『罠』
『罠』
昂平はアルバイトをしているラーメン屋の厨房で黙々と皿洗いをしていた。最近、この単一的な作業が、案外、自分にも合っていると思うようになっていた。自分の中でコツみたいなものも掴んだりしていた。油ものやこびり付いたご飯粒、コップの口紅や灰皿など、計画的に意図的に進めていけば、効率良く洗えるという自分の中での法則みたいなものを会得してからは、さらにもっと突き詰めていけば、時間や労力を更にカット出来るかもしれないなんて事を考えたら、こんな単純な皿洗いという仕事も案外、楽しいと思えてくるから不思議であった。
店の主人が、
「未司馬くん、お客さん」と昂平に向かって言った。
昂平が店の入り口を確認すると、表には護が立っていた。
昂平はアルバイトを終えると、護が暮らすマンションへと向かった。豪華な造りが目を引く高層マンションであった。
護は一足早く、部屋でビールを飲んでいた。
昂平が部屋に入ると、護が、
「何、飲む」と聞いてきた。
「ウーロン茶ある?」
「飲まねえのか!?」
「ああ」
「そんな事言わず、一杯だけ」と護が飲んでいたビールを勧める。
「……じゃあ」と昂平が渋々という感じで頷く。
「そうこなくちゃ」と護が嬉しそうに、
「ほい」とグラスにビールを注ぐと、
「それぐらいで」と昂平が護にグラスの半分位で止めるように言う。
「そんなしみったれた事言うな」
「……」と昂平がビールに口をつける。
「しかし、驚いた」
「……」
「本当に亡くなったお母さんにそっくりで、ビックリした」
「……」
「初犯だし、警察にも自ら電話を掛けているし、逃亡を図ったりもしていない」
「……」
「それに被害者の元夫も情状酌量を、加害者の愛美さんには寛大な処分をと言っている事だし、不起訴に持ち込めると思う」
「……良かった」と昂平は心底、ホッとしたように言った。
が、その後直ぐ、
「……」と視線を暗く落とした。
「どうかしたか?」
「……叔父さん」
「うん?」
「……」
「……どうした?」
「……ううん。何でもない」
「……そうか」
昂平は事件の真実は……と護に言おうとした。が、言わなかった。いや、言えなかった。愛美の母親としての深い思いや愛情。それを考えたら、やっぱり真実は隠しておいた方がいいと思ったのであった。真実が全て正解で正しい訳じゃない。時には嘘が真実になる事だってある。と、そう思った昂平であった。

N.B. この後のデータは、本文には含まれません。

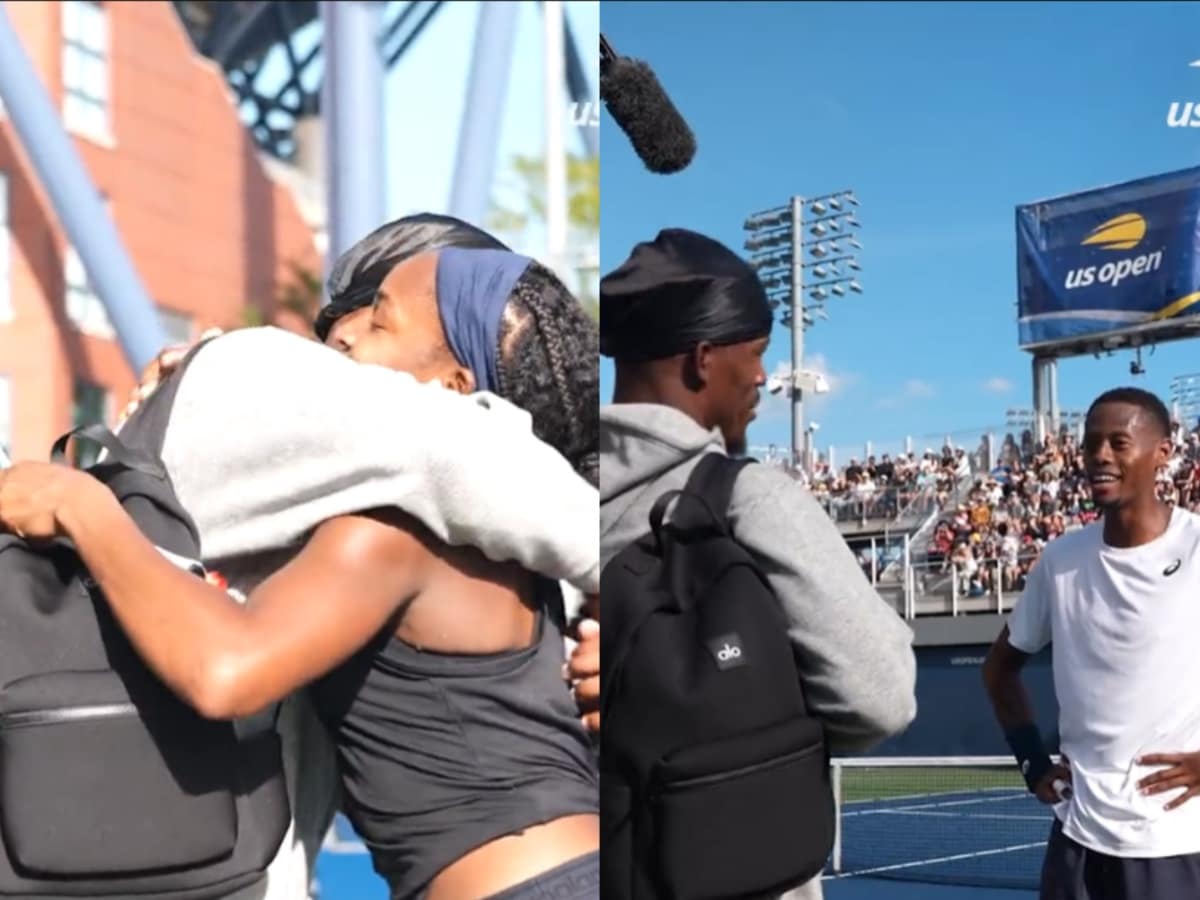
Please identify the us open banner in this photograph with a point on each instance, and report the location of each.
(1116, 261)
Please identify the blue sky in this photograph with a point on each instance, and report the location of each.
(426, 93)
(426, 96)
(942, 118)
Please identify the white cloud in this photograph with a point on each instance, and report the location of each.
(917, 389)
(912, 389)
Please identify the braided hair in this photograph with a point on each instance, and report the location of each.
(549, 347)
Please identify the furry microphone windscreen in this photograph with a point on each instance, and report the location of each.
(639, 105)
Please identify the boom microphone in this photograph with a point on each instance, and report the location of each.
(639, 105)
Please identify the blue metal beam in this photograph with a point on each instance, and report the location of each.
(353, 112)
(77, 203)
(479, 136)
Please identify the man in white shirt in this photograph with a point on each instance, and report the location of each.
(1119, 600)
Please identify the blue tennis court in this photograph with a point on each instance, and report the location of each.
(972, 827)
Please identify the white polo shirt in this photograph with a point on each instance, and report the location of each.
(1125, 625)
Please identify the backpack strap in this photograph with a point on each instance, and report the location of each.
(713, 479)
(118, 450)
(147, 429)
(711, 486)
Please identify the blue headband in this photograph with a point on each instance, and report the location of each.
(474, 287)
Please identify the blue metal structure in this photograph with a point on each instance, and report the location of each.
(480, 129)
(354, 121)
(77, 203)
(239, 35)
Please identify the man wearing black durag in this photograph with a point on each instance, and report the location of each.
(687, 322)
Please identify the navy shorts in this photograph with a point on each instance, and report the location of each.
(1072, 871)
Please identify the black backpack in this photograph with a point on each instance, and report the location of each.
(714, 779)
(109, 785)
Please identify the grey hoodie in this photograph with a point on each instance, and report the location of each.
(858, 667)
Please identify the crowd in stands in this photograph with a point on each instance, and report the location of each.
(995, 523)
(882, 487)
(1036, 492)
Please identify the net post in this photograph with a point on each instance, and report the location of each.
(835, 772)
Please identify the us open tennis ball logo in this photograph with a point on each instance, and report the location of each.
(1123, 232)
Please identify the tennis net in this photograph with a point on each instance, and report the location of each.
(939, 820)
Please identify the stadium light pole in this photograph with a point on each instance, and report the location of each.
(778, 244)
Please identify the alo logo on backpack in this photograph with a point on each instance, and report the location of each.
(727, 651)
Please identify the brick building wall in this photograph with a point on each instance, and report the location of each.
(209, 231)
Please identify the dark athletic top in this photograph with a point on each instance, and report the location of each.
(441, 754)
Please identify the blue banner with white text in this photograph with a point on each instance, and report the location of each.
(1116, 261)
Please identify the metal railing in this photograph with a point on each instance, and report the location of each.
(945, 587)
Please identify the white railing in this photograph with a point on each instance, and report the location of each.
(942, 587)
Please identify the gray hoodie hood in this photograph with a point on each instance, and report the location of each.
(640, 443)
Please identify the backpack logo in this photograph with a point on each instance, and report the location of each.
(727, 652)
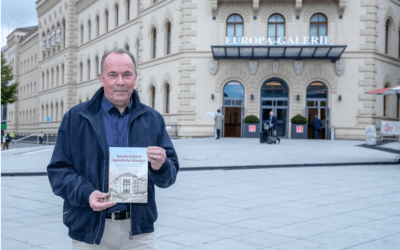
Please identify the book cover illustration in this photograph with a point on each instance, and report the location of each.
(128, 175)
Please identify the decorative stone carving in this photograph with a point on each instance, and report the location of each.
(275, 67)
(298, 67)
(253, 67)
(339, 67)
(213, 67)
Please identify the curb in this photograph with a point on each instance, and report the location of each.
(241, 167)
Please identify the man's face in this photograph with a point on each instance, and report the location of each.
(119, 79)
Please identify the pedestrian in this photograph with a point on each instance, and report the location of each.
(5, 139)
(218, 123)
(272, 125)
(78, 171)
(316, 124)
(41, 135)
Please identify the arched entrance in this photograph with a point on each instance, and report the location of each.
(275, 97)
(317, 105)
(232, 109)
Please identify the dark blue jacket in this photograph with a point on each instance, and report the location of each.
(79, 166)
(316, 123)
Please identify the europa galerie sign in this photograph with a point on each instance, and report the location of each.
(261, 40)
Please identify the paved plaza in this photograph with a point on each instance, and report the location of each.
(325, 208)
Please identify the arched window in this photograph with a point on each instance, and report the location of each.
(152, 97)
(127, 9)
(167, 98)
(386, 104)
(154, 42)
(106, 21)
(81, 72)
(88, 70)
(234, 26)
(89, 30)
(318, 25)
(116, 15)
(82, 34)
(168, 38)
(388, 26)
(97, 26)
(276, 27)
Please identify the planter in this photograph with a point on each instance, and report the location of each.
(252, 130)
(299, 131)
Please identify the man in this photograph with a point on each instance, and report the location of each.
(78, 171)
(317, 125)
(5, 140)
(218, 123)
(272, 122)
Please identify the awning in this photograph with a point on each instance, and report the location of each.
(295, 52)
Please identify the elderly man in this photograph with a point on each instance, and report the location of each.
(78, 171)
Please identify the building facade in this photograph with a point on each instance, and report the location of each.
(308, 57)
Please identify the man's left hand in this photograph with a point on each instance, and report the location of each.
(156, 157)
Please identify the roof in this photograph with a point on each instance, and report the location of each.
(295, 52)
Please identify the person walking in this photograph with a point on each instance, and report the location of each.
(316, 124)
(5, 139)
(41, 135)
(78, 171)
(218, 123)
(272, 122)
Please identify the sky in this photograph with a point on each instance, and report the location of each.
(16, 14)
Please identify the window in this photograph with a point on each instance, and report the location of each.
(97, 26)
(81, 34)
(106, 21)
(88, 70)
(153, 96)
(234, 26)
(116, 15)
(89, 30)
(388, 24)
(318, 26)
(154, 33)
(81, 72)
(276, 28)
(168, 38)
(127, 9)
(167, 98)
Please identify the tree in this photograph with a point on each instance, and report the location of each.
(8, 93)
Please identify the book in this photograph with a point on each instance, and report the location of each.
(128, 175)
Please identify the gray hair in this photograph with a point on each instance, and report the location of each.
(117, 51)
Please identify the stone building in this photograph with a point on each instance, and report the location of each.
(308, 57)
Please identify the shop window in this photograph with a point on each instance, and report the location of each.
(318, 25)
(234, 26)
(276, 27)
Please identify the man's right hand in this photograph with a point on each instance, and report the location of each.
(98, 201)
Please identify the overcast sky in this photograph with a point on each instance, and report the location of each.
(16, 14)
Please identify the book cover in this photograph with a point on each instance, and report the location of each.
(128, 175)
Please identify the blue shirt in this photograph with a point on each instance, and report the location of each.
(116, 126)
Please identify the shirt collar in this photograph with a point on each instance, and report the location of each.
(107, 105)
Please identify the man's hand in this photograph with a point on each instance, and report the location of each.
(156, 157)
(98, 201)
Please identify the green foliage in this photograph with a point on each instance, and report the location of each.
(8, 93)
(251, 119)
(299, 119)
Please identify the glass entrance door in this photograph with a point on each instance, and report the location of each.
(280, 108)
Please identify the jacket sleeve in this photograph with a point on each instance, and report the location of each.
(64, 180)
(166, 175)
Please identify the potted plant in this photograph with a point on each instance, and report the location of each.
(299, 127)
(252, 126)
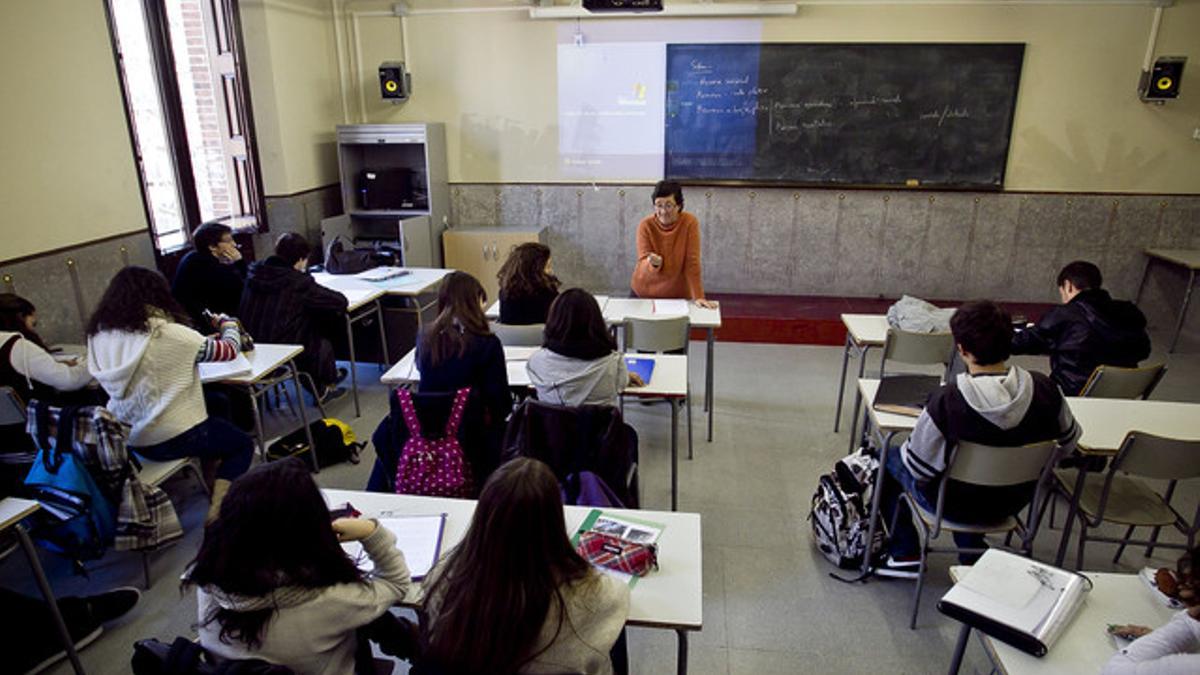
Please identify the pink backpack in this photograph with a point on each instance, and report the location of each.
(427, 466)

「それから秋田の事件だけど、そっちは他の仕事と地理の関係で俺が直接弁護をするのは難しいけど、うちの事務所でも腕利きの弁護士が対応する事になったから、安心して任せてくれ。精一杯、何とかするから」と護が言った。
「ありがとう……執行猶予は無理だよね!?」
「殺人だからな……少しでも、減刑出来るよう、俺も精一杯、アドバイスするつもりだけど」
「お願いします」
「面識はあったのか? 芽依さんだっけ……その弟とは!?」
「全く……でも……」
「でも?」
「同士みたいなもんだから」
「……」
「俺が出来ない事を代わりにやってくれた……」
「……」
「俺も殺したかった……」
「……」
「殺していたかも知れない」
「……分かった」
「……」
「……ところで、仕事はどうだ?」と護が話題を変えてきた。
「それなりに……」
「何かやりたい事があったら、やっぱり紹介すんぞ」
「ありがとう……でも、大丈夫。暫くは誰にも頼らないで、頑張ってみたいんだ」と昂平が立ち上がった。
「そっか」
「心配してくれて……」
「俺はいつでも昂平の味方だから」
「……」と昂平の言葉はなかったが、十分、護の気持ちには感謝している様子だった。
その時、昂平があるものを見つけた。
「叔父さん、これ、何?」と昂平が何の気なしにそう聞いた。
「……」
「何?」
「……ボイスチェンジャーだよ」
「声とか変えるやつ?」
「ああ。この前担当した事件の資料で必要だったんだ」
「そっか」
「それより、ほら、ぐいっと飲めよ」と護が昂平を煽る。昂平もそれにつられて、飲んでいたグラスを空にするのであった。